There are potentially three methods of avoiding this error:

1. Map using unmigrated seismic data and then migrate the map using a suitable method.

2. Map the anomaly using conventional migrated seismic data, but only use seismic data in the exact dip direction, at right angles to the strike of the geological feature.

3. Use 3-D seismic data, which is more or less correctly migrated in three dimensions.

The first approach can be seen to be impractical even in this simple case. Here the buried focus on each side of the sand bar creates crossing reflection events which cannot be picked precisely.

Furthermore, the accuracy of the migration is critically dependent on the accuracy of the velocity used for migration, and because only a small number of points are being migrated (unlike when the actual seismic data are being migrated) the focusing effect of correct migration may be difficult to distinguish.

Mapping with 2-D migrated data, and restricting the interpretation to dip lines will work if only dip lines are used, and only if there are enough of them.

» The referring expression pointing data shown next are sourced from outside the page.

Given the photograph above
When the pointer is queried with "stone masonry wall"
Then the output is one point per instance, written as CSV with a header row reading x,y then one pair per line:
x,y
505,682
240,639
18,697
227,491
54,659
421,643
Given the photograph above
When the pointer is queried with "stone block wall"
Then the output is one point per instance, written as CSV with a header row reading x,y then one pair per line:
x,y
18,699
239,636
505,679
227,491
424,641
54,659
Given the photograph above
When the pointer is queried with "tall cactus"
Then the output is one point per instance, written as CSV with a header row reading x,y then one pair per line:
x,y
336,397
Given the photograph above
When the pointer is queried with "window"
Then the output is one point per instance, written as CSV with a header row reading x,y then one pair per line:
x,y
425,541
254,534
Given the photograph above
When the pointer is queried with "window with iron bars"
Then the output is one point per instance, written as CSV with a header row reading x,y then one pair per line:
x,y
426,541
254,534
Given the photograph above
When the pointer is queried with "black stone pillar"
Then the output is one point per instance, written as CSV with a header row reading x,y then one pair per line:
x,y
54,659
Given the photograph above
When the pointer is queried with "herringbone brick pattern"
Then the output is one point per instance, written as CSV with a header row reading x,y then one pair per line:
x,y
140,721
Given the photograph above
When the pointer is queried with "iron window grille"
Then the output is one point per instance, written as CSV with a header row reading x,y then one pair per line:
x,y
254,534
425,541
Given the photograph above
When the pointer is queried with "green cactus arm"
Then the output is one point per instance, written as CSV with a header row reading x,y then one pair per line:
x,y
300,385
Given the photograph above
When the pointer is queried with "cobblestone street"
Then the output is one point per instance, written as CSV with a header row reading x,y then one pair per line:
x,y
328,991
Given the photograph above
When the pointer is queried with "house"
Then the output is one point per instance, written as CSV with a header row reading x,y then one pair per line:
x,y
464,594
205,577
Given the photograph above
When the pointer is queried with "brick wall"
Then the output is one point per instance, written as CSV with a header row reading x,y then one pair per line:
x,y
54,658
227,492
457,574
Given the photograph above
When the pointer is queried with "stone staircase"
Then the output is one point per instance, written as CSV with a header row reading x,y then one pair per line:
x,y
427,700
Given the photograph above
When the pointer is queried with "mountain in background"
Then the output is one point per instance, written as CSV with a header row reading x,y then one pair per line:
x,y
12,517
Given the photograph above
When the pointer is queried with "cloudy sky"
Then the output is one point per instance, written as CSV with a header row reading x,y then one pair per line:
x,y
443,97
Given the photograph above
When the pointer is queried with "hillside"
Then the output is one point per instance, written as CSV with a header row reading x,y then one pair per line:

The edge of the anomaly must be made up of approximately straight segments, each one longer than the depth of the feature – and this most certainly does not apply in the model studied, because only two lines cut the bar at right angles, and two points are not enough to show that the feature is linear, nor to measure its length.

In the real world the only way to ensure that a reflection amplitude anomaly is mapped correctly is to use 3-D seismic data. That is the only way of migrating the reflections from the anomaly correctly in three dimensions. We did this for the model, and the amplitude anomaly mapped by the 3-D survey is shown in Figure 10. The anomaly is clearly visible on time slices (Figure 11). Compare both of these with the original model (Figure 3).

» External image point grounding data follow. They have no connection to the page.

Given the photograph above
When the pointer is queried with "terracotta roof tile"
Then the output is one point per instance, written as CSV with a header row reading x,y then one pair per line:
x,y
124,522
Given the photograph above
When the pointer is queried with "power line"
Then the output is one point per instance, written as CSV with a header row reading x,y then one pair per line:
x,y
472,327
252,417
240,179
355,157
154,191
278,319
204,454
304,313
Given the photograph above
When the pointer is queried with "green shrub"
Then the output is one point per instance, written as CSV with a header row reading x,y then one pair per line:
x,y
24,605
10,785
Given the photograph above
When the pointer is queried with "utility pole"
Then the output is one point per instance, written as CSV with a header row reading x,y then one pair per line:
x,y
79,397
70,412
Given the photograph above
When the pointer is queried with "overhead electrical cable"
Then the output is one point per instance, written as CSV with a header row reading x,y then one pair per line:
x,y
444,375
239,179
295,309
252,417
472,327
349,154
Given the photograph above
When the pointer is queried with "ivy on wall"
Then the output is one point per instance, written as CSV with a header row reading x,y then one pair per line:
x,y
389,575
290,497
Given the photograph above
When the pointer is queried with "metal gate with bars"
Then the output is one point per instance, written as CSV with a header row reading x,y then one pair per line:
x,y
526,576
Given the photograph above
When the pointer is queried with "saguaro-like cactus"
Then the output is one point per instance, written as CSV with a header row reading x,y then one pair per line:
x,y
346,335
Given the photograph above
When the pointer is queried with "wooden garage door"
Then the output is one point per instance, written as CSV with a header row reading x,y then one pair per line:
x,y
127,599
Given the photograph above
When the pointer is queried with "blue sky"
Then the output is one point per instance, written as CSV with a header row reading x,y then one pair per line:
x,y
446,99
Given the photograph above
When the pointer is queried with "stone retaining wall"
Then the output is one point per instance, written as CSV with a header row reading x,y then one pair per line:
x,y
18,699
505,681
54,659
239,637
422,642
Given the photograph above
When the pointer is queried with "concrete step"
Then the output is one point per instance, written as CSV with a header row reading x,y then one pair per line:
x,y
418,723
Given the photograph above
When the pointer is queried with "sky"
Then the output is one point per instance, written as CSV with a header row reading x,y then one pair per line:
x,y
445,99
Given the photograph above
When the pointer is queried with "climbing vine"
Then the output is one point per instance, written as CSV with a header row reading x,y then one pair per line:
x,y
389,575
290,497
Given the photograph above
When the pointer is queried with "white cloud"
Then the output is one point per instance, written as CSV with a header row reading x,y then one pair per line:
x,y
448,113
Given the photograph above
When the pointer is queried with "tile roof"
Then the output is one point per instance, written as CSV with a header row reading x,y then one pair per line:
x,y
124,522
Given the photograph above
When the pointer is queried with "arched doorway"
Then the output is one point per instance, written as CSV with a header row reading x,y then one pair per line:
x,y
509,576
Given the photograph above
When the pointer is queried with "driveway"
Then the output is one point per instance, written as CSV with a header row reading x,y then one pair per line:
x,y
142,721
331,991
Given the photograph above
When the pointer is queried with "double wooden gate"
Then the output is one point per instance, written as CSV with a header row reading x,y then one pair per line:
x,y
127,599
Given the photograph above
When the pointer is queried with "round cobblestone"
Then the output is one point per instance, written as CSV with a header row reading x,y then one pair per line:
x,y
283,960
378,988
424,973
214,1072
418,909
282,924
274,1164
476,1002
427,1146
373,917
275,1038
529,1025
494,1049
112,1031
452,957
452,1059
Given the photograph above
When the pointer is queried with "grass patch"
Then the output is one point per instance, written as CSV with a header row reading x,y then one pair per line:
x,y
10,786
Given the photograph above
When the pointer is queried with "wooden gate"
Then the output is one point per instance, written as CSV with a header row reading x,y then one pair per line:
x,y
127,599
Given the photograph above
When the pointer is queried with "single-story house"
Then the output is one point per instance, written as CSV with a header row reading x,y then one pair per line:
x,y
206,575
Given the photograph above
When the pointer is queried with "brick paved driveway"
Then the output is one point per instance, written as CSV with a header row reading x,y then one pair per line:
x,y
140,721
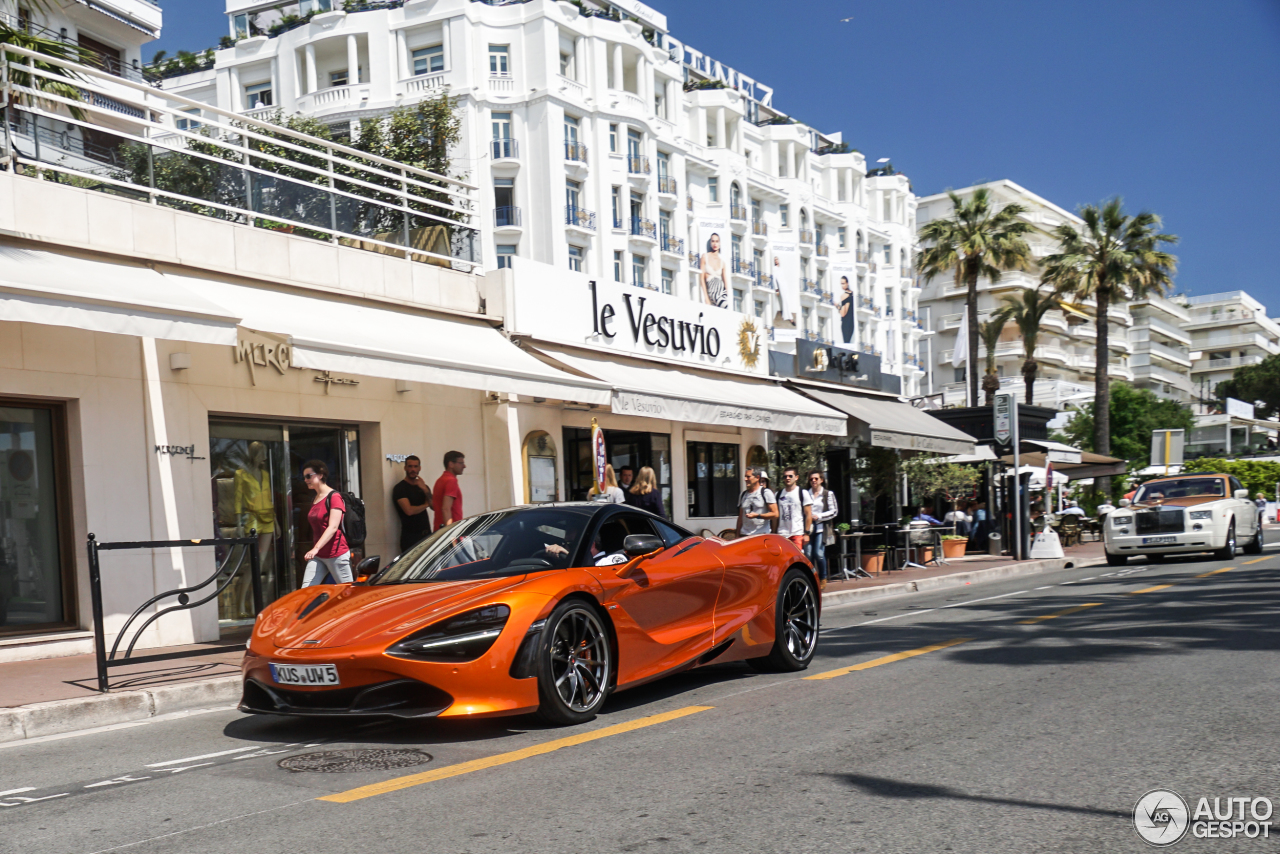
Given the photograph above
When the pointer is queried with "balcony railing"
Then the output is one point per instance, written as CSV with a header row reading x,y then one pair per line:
x,y
641,227
507,217
580,218
503,149
233,168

The problem becomes more critical as a prospect becomes smaller in area, for two reasons:

1. The error in lateral position of the edge of a feature depends almost entirely on the line orientation and the depth of the feature. The size of the feature has little effect on the size of the error. The modeled example expanded in width from 60 m (200 ft) to 750 m (2,550 ft); if the sand bar had been 160 m (520 ft) wide, the interpreted width would probably be about 850 m (2,790 ft) wide with the same spacing of seismic lines.

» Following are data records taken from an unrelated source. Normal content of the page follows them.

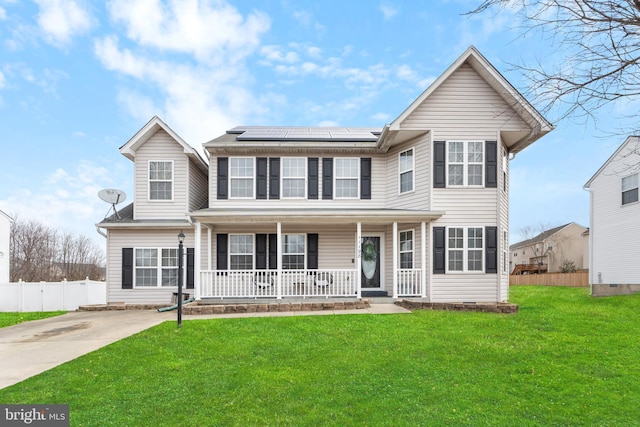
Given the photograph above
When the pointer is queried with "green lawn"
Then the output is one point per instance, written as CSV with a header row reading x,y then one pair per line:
x,y
8,319
564,359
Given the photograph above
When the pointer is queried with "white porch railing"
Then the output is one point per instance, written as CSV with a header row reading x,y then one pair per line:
x,y
269,284
409,282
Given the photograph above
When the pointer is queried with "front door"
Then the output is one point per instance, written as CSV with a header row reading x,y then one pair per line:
x,y
371,262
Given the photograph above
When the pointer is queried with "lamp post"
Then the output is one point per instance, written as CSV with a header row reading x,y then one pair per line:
x,y
180,267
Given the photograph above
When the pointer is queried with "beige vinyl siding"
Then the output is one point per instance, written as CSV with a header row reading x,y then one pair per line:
x,y
160,147
118,239
615,228
464,106
378,186
198,187
419,198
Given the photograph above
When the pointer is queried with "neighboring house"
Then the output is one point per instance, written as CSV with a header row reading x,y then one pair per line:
x,y
5,259
614,231
417,208
548,251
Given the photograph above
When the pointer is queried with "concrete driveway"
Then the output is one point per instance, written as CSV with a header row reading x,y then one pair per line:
x,y
30,348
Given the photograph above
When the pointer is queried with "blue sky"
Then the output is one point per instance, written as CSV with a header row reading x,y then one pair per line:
x,y
79,78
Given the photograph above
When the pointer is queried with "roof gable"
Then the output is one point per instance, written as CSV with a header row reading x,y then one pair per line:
x,y
538,125
630,140
143,135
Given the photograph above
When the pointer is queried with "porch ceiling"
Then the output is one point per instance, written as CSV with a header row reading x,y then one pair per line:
x,y
313,216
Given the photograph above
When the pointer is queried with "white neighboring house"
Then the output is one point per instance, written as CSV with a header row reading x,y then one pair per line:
x,y
614,233
418,207
5,232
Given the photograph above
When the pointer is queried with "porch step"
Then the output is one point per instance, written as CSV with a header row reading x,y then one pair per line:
x,y
374,294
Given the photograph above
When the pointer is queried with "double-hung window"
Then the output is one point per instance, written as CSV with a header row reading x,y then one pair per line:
x,y
347,178
465,163
241,251
406,249
242,177
406,166
294,172
160,180
465,249
293,251
156,267
630,189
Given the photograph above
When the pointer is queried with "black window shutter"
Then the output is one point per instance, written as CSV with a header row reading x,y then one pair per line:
x,y
223,178
439,250
365,178
261,178
491,164
491,250
312,179
261,251
127,268
191,268
439,165
274,177
327,178
273,251
312,251
221,255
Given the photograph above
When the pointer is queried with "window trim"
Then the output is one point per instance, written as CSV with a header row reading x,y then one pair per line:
x,y
412,170
465,163
149,180
158,267
253,178
304,177
412,251
465,250
336,178
631,189
252,253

The exaggeration is (in this case) a shift outward of the edge of the anomaly by about 350 m (1,150 ft). Thus there is a twelve-fold exaggeration of the 60-m wide sand bar, but only a five-fold exaggeration of the 160-m wide sandbar.

2. Correct migration is more important for a smaller prospect because the economics of the prospect are more likely to be marginal.

Reference

Sheriff, R.E.; 1996, Understanding the Fresnel Zone: AAPG EXPLORER, October, 1996, “Geophysical Corner,” p. 18-19; also Search and Discovery Article #40014 (2001).